If you were slightly obsessed with politics or hard news like I am, you’d know how influential the media could be, particularly during elections, high-profile cases or crisis. If you are not careful, media reports can turn you into a political fanatic or a self appointed judge of a case (the media being your jury). Considering that most of hard news coverage is accompanied by facts and figures, it’s easier for public opinion to be influenced by media reports, whether they are factual or mere propaganda intended to change the public opinion on something.
One good example is how the media drove the U.S election campaign. Throughout the campaign and even prior (when the now President-elect Donald Trump declared interest to run for presidency) media reports on this pompous Republican candidate were very much focused on his controversial and witty statements.
On the other hand, his Democratic counterpart, Hillary Clinton was lucky enough to be portrayed as the more serious candidate of the two and most likely to win the elections. Many people, including the candidate herself believed the hype.
The same applied to last year’s general elections in Tanzania; as in media reports implied that the opposition was certainly going to win the elections.
When it comes to court cases, especially high profile cases, the media can make a guilty person seem innocent and vice versa. In other words, media reporting can influence the turn of events of a case.

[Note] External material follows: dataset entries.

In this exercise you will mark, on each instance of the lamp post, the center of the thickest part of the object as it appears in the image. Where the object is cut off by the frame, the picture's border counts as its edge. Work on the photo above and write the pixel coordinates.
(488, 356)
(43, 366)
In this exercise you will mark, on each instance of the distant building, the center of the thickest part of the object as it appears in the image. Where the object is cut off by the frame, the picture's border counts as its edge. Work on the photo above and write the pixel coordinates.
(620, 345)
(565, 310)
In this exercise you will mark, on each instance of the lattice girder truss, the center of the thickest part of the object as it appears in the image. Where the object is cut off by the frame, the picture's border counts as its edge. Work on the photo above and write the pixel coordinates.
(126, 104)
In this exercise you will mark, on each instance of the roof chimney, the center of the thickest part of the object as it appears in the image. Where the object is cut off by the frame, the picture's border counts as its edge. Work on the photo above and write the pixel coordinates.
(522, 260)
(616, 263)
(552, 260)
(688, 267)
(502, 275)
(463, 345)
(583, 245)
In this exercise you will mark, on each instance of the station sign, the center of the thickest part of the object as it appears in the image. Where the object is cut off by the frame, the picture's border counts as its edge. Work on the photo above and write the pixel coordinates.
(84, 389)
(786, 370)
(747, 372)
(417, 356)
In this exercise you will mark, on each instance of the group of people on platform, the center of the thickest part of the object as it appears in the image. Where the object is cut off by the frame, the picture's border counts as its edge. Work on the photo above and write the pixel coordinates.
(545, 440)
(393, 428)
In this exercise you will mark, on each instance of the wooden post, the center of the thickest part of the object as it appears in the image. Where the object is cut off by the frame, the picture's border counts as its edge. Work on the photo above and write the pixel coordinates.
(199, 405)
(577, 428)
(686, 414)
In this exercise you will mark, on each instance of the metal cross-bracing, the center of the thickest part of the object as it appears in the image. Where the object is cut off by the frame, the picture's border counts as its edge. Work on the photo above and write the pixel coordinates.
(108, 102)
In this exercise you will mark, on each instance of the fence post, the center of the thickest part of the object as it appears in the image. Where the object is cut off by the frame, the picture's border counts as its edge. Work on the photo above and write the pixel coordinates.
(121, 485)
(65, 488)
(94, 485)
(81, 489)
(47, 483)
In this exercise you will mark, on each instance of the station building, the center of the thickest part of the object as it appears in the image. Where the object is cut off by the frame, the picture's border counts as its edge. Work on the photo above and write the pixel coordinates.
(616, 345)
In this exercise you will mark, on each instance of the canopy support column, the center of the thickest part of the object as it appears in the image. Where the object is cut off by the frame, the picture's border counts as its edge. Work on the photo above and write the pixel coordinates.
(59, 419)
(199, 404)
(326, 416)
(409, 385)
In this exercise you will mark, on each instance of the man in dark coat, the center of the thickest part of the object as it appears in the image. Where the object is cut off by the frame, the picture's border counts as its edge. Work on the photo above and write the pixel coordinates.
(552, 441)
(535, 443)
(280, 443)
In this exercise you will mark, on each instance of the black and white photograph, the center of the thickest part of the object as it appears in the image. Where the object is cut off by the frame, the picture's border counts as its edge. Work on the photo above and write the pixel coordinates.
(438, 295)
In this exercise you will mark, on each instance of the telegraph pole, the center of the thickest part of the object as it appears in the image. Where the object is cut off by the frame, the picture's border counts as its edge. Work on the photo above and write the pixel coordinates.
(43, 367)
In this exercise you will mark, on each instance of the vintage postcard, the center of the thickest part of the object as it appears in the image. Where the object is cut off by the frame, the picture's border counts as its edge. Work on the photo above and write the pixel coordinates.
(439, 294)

For instance, the OJ Simpson case. The court had to let go of the original jury of this case after establishing that their adjudication was influenced by media reports. Another good example is the Amanda Knox case; she was subjected to ‘media trial’ from the beginning. Both her conviction and exoneration were prompted by media reports.

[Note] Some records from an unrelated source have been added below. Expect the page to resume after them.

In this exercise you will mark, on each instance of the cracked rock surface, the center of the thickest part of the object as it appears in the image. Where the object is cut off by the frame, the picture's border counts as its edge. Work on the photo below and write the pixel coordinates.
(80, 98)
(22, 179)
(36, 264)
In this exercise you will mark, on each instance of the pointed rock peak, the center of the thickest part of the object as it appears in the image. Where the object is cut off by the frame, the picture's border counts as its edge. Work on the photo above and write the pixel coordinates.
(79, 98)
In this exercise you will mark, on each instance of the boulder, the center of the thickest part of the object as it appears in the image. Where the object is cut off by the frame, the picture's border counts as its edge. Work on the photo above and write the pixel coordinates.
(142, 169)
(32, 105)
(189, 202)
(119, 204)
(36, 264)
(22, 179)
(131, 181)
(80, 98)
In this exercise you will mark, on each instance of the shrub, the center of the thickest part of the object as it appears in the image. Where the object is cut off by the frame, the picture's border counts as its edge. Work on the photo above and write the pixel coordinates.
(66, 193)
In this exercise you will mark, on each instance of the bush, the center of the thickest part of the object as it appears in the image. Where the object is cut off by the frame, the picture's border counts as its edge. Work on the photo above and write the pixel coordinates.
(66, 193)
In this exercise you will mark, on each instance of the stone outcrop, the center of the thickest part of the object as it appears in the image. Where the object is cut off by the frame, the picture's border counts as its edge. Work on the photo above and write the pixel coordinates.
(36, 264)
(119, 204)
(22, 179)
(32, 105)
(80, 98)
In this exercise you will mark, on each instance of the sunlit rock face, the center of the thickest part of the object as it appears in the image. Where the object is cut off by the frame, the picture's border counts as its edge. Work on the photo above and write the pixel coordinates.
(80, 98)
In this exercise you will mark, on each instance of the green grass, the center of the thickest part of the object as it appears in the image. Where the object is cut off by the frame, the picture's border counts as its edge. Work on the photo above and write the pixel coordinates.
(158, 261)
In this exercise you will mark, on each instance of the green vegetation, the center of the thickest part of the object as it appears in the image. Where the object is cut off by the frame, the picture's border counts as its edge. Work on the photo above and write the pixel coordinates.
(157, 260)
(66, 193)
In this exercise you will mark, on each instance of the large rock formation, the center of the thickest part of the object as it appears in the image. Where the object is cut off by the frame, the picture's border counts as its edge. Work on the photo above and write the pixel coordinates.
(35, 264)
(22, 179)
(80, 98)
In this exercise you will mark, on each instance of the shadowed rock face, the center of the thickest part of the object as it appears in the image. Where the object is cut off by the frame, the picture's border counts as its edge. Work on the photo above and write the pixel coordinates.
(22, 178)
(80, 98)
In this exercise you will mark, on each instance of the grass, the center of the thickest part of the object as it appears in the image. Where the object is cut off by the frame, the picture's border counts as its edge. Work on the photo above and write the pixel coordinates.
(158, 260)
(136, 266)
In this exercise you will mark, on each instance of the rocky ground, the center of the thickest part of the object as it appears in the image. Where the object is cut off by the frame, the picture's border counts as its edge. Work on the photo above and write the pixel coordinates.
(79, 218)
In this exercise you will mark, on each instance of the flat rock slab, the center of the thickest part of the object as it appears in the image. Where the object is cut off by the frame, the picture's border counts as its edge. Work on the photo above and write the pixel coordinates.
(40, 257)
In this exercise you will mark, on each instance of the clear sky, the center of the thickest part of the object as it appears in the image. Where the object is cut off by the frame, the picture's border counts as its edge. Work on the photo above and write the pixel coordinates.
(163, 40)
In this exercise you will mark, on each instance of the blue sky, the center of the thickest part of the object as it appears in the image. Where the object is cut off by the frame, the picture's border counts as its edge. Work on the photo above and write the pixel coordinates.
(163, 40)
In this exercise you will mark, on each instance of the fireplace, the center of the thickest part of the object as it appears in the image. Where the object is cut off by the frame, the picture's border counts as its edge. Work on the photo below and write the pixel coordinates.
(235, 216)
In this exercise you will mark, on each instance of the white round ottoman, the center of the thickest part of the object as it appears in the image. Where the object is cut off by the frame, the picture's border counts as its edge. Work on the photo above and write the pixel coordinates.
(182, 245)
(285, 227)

These are just a few scenarios that show how influential the media can be in selling a concept. The funny fact is it’s not always intended.
The line between media propaganda and actual events is very thin. Even with years of experience in the industry some media professionals still find themselves blinded by media’s agenda setting and framing techniques to the extent that they too buy into what they are selling.
In his book ‘Mass Communication Theory’ (5th Edition), Dennis McQuill says; “it is assumed that the more the media attention given to a topic, the greater is the importance attributed to it by the news audience. The media influence is not on the direction of opinion but only on what people think about.”
So why am I sharing this on an ad agency blog? Doesn’t seem relevant does it?….
Well, first off, we too are in the business of selling concepts, hence we too strategize to set agendas (we don’t use that word though). This is with regards to how our clients are perceived (PR). So for instance, regardless of the extent of ‘character assassination’ our clients might encounter, with great PR approach whilst applying this agenda setting technique, we can give them a whole new look.
Lastly, as an advertising agency, one of the many things we do is selling ‘concepts’ to the public. Meaning, whatever message we put out there on behalf of our clients is the concept that we want the public to ‘buy’. As long as we are using the media to get our concepts out there, then agenda setting could also be very much applicable.
The key point being…. say it like you mean it, stick up for it and keep the message on repeat mode… until it sticks.